成虫飛来による産卵、苗による卵および幼虫の持ち込みを避ける。幼苗期は防虫網やべたがけ資材を使った物理的防除や薬剤防除対策を取る必要がある。発生量の年次変動が大きいが、7月下旬頃から急激に多くなるので、この前後の時期には圃場の状況に注意する。施設などでは防虫網(2㎜目程度以下)で成虫の侵入を防ぐことを徹底する。夏に移植、播種するキャベツやブロッコリー、ダイコンなどでは定植・播種時の粒剤施用が省力的で有効である。栽培圃場の発生をよく観察するとともに、地域の病害虫防除所などが提供する発生情報を入手し、発生状況を確認する。

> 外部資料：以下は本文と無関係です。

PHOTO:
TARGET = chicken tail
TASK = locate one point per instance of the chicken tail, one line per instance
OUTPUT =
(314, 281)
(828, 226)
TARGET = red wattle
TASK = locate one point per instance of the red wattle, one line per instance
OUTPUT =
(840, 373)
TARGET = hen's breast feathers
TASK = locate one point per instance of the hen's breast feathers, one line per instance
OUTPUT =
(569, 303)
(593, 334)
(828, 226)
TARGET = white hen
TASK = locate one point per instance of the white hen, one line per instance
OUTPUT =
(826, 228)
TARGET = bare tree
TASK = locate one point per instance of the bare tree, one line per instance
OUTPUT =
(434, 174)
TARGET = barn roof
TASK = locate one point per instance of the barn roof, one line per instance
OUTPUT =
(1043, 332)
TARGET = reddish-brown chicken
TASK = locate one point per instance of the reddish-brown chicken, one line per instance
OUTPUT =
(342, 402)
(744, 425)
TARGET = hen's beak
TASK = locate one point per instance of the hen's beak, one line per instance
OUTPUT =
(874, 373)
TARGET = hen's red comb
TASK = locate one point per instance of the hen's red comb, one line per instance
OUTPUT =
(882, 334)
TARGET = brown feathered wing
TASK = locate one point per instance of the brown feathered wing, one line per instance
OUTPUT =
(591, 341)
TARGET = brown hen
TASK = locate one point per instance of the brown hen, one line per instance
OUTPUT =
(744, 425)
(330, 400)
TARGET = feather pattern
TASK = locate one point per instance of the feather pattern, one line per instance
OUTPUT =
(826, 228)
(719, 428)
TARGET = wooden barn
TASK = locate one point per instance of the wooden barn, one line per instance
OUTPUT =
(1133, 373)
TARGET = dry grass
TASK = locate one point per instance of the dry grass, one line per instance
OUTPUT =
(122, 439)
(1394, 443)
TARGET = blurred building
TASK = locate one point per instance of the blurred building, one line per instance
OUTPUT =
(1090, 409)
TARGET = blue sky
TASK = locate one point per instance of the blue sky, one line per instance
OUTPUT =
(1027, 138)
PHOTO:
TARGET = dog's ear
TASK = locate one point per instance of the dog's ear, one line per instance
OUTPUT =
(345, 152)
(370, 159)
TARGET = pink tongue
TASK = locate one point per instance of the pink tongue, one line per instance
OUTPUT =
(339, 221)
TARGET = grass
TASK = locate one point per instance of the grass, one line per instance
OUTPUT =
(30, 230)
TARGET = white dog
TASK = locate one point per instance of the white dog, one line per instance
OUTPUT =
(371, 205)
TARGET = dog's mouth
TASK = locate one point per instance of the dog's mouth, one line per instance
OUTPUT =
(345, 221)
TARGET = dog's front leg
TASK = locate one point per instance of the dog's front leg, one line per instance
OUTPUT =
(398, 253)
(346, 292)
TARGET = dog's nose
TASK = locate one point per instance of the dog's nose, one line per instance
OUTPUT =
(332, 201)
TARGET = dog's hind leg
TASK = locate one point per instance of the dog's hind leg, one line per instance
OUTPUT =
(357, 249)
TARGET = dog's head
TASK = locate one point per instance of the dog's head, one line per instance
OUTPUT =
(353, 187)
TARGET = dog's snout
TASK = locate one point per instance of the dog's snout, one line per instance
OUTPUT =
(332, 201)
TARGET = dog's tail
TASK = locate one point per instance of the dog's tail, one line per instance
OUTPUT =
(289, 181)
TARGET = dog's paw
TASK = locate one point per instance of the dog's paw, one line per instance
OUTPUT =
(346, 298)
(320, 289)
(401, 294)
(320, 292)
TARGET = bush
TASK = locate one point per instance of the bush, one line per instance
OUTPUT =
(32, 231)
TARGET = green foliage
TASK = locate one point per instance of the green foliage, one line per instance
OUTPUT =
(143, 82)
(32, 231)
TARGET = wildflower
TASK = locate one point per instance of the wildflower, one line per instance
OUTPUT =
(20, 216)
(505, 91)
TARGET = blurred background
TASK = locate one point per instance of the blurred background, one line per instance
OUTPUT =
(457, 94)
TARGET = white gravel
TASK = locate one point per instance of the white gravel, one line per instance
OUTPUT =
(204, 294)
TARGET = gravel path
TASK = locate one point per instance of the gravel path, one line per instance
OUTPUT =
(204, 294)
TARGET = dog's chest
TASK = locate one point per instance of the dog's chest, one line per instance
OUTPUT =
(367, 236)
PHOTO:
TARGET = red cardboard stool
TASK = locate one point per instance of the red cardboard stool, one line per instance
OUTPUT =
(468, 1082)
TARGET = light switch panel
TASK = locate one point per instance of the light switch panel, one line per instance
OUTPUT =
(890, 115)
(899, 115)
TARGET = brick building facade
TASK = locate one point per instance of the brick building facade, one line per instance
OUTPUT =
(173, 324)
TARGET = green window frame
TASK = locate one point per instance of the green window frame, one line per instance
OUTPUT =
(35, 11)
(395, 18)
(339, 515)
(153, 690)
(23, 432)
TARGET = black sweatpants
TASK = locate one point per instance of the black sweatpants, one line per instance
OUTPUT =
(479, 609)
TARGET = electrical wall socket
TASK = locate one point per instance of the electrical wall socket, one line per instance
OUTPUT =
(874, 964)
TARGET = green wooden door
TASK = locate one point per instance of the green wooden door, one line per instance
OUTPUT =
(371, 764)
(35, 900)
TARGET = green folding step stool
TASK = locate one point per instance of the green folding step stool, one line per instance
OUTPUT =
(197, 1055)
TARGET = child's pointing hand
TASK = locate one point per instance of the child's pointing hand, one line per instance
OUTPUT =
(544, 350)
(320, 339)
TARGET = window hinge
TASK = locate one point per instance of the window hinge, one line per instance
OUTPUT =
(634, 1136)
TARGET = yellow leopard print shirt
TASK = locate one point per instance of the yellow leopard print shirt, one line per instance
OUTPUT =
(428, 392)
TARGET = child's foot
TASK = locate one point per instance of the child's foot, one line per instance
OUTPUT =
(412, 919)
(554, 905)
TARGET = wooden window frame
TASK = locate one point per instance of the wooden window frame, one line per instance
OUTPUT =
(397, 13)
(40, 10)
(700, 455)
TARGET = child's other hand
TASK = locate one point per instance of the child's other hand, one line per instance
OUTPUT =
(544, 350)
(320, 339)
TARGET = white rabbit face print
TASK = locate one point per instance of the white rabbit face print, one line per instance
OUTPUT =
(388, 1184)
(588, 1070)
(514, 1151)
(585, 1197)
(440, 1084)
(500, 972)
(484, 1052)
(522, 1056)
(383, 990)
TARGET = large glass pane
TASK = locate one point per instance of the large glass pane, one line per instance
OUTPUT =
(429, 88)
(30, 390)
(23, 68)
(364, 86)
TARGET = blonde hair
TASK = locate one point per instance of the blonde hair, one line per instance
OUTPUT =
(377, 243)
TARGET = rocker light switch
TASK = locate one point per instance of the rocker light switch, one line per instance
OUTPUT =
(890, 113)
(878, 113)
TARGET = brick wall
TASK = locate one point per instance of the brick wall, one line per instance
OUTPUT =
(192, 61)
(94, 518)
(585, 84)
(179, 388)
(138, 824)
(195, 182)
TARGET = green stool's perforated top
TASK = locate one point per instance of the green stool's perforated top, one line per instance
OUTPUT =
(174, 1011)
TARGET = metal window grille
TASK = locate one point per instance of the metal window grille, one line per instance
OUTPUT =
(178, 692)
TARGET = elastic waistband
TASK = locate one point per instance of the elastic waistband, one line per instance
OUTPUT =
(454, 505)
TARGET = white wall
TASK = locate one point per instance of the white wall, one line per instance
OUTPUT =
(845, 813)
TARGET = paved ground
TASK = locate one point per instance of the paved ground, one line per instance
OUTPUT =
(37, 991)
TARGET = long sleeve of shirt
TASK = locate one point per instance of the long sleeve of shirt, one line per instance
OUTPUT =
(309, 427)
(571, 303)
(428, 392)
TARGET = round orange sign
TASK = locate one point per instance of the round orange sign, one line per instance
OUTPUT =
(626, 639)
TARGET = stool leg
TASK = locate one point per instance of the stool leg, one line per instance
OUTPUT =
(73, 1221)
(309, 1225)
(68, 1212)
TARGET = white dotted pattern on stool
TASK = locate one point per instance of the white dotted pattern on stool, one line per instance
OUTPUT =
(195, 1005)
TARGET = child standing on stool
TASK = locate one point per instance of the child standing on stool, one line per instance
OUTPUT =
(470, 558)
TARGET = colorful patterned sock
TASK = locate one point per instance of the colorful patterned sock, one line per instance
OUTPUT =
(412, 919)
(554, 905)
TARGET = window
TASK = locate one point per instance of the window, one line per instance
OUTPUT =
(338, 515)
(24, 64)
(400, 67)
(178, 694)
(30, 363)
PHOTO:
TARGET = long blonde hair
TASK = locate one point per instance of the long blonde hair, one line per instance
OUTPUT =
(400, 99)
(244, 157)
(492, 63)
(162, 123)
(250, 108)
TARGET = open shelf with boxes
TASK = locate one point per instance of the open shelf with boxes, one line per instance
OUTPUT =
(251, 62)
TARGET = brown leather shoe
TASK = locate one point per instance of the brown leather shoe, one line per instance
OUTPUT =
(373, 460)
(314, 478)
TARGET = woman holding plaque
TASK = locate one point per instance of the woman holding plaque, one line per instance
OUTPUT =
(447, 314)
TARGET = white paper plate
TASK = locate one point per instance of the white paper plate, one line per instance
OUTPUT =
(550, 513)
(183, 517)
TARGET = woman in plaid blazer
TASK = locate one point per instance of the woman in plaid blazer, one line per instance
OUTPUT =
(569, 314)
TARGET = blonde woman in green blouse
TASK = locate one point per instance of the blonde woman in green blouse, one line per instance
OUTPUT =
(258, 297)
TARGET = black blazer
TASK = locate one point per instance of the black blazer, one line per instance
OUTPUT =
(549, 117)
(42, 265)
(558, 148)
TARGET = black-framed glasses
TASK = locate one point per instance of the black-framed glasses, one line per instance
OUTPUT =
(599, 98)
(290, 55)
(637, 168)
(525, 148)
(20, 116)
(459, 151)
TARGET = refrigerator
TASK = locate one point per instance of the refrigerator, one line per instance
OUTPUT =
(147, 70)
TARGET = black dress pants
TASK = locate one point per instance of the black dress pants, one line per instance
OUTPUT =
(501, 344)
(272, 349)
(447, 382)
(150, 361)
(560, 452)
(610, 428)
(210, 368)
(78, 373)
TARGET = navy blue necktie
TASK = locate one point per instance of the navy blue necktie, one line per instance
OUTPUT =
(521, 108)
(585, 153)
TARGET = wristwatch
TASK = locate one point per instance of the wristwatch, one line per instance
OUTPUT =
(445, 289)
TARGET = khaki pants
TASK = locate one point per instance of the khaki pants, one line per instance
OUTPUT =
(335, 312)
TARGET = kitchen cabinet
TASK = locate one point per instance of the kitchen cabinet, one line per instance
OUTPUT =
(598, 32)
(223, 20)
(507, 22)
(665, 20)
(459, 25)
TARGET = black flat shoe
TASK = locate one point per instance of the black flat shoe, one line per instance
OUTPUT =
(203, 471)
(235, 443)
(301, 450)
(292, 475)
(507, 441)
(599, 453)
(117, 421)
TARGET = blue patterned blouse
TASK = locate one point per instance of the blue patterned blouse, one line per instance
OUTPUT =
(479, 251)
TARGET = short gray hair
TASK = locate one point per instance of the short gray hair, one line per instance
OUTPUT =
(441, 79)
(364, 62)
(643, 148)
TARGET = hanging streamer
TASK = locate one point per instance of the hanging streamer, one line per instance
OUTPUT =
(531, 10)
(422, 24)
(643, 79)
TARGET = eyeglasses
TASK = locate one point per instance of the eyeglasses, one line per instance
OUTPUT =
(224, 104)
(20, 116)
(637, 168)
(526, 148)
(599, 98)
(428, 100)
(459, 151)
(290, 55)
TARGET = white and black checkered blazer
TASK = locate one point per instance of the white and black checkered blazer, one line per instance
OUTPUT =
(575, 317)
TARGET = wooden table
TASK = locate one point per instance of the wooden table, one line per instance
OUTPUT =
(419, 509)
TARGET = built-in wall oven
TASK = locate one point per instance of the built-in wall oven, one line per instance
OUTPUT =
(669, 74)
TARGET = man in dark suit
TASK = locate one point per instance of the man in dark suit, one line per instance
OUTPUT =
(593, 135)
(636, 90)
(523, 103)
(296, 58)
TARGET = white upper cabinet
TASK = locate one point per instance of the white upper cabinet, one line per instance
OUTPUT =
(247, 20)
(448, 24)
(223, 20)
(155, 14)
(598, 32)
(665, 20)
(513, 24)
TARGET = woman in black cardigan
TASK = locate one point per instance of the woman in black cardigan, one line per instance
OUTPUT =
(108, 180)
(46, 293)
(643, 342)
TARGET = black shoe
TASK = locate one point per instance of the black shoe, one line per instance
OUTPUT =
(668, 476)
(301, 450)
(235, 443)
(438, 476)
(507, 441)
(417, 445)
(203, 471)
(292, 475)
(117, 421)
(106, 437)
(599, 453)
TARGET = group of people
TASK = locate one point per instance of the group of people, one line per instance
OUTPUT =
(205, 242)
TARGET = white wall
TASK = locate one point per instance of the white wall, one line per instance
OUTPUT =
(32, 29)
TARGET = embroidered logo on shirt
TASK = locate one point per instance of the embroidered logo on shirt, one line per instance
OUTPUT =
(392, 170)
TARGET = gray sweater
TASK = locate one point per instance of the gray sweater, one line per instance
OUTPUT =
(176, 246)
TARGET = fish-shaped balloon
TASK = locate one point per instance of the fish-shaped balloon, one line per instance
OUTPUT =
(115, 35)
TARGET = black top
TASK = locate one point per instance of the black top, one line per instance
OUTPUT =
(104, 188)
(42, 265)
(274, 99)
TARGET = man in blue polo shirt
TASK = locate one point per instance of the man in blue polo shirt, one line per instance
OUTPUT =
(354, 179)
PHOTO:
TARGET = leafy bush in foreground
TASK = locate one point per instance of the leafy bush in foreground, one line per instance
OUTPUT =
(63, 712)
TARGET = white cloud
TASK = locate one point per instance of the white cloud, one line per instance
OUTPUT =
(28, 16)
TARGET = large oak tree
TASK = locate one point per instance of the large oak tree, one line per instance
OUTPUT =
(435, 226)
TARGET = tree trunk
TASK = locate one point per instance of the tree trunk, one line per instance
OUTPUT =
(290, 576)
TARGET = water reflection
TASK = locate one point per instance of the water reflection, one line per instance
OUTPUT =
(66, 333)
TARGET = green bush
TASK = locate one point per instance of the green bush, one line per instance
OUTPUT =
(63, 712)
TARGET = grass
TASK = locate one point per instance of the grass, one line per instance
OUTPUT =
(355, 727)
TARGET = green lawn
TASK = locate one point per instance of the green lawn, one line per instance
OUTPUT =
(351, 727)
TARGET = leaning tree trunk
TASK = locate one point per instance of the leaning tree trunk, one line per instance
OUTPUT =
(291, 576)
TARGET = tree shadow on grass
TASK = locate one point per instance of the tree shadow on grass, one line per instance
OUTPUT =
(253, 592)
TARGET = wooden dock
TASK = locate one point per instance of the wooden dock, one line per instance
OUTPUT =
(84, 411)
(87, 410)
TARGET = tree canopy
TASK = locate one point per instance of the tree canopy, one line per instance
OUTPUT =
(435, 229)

アベイル(キャベツ、ハクサイ、ダイコン)、グレーシア(キャベツ、ダイコン、ハクサイ、ブロッコリー)、コテツ(キャベツ)、ダントツ(キャベツ、ブロッコリー)、トルネード(キャベツ)、フェニックス(キャベツ、ダイコン、ブロッコリー)、プリロッソ(キャベツ、ハクサイ、ダイコン)、プレバソン(キャベツ、ダイコン、ハクサイ、ブロッコリー)、ベネビア(キャベツ、ハクサイ、ダイコン)、ベリマーク(キャベツ、ハクサイ)、BT剤(エスマルク:キャベツ・ダイコン・カブ、フローバック・エコマスター:キャベツ・ダイコン・ハクサイ・ブロッコリー)、その他。
(竹内浩二)
※掲載している薬剤(農薬)は
2022年1月末現在登録のあるものから抜粋しています。
農薬の使用にあたっては必ずラベルを確認し、地域の防除暦や病害虫防除所等の指導に従ってください。